Although I knew Gaelic to be richly responsive to the sites in which it was spoken, it was my guess that other tongues in these islands also possessed wealths of words for features of place – words that together constituted a vast vanished, or vanishing, language for landscape. It seemed to me then that although we have our compendia of flora, fauna, birds, reptiles and insects, we lack a Terra Britannica, as it were: a gathering of terms for the land and its specificities – terms used by fishermen, farmers, sailors, scientists, crofters, mountaineers, soldiers, shepherds, walkers and unrecorded ordinary others for whom specialised ways of indicating aspects of place have been vital to everyday practice and perception. It seemed, too, that it might be worthwhile assembling some of this fine-grained and fabulously diverse vocabulary, and releasing its poetry back into imaginative circulation.

The same year I first saw the Peat Glossary, a new edition of the Oxford Junior Dictionary was published. A sharp-eyed reader noticed that there had been a culling of words concerning nature. Under pressure, Oxford University Press revealed a list of the entries it no longer felt to be relevant to a modern-day childhood. The deletions included acorn, adder, ash, beech, bluebell, buttercup, catkin, conker, cowslip, cygnet, dandelion, fern, hazel, heather, heron, ivy, kingfisher, lark, mistletoe, nectar, newt, otter, pasture and willow. The words introduced to the new edition included attachment, block-graph, blog, broadband, bullet-point, celebrity, chatroom, committee, cut-and-paste, MP3 player and voice-mail.
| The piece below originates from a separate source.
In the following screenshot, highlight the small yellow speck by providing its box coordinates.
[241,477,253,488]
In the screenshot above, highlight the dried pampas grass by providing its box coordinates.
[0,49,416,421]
When Vineeta Gupta, then head of children’s dictionaries at OUP, was asked why the decision had been taken to delete those ‘nature words’, she explained that the dictionary needed to reflect the consensus experience of modern-day childhood. ‘When you look back at older versions of dictionaries, there were lots of examples of flowers for instance,’ said Gupta; ‘that was because many children lived in semi-rural environments and saw the seasons. Nowadays, the environment has changed.’ There is a realism to her response – but also an alarming acceptance of the idea that children might no longer see the seasons, or that the rural environment might be so unproblematically disposable.

The substitutions made in the dictionary – the outdoor and the natural being displaced by the indoor and the virtual – are a small but significant symptom of the simulated life we increasingly live. Children are now (and valuably) adept ecologists of the technoscape, with numerous terms for file types but few for different trees and creatures. For blackberry, read BlackBerry. A basic literacy of landscape is falling away up and down the ages. A common language – a language of the commons – is getting rarer. And what is lost along with this literacy is something precious: a kind of word magic, the power that certain terms possess to enchant our relations with nature and place. As the writer Henry Porter observed, the OUP deletions removed the ‘euphonious vocabulary of the natural world – words which do not simply label an object or action but in some mysterious and beautiful way become part of it’.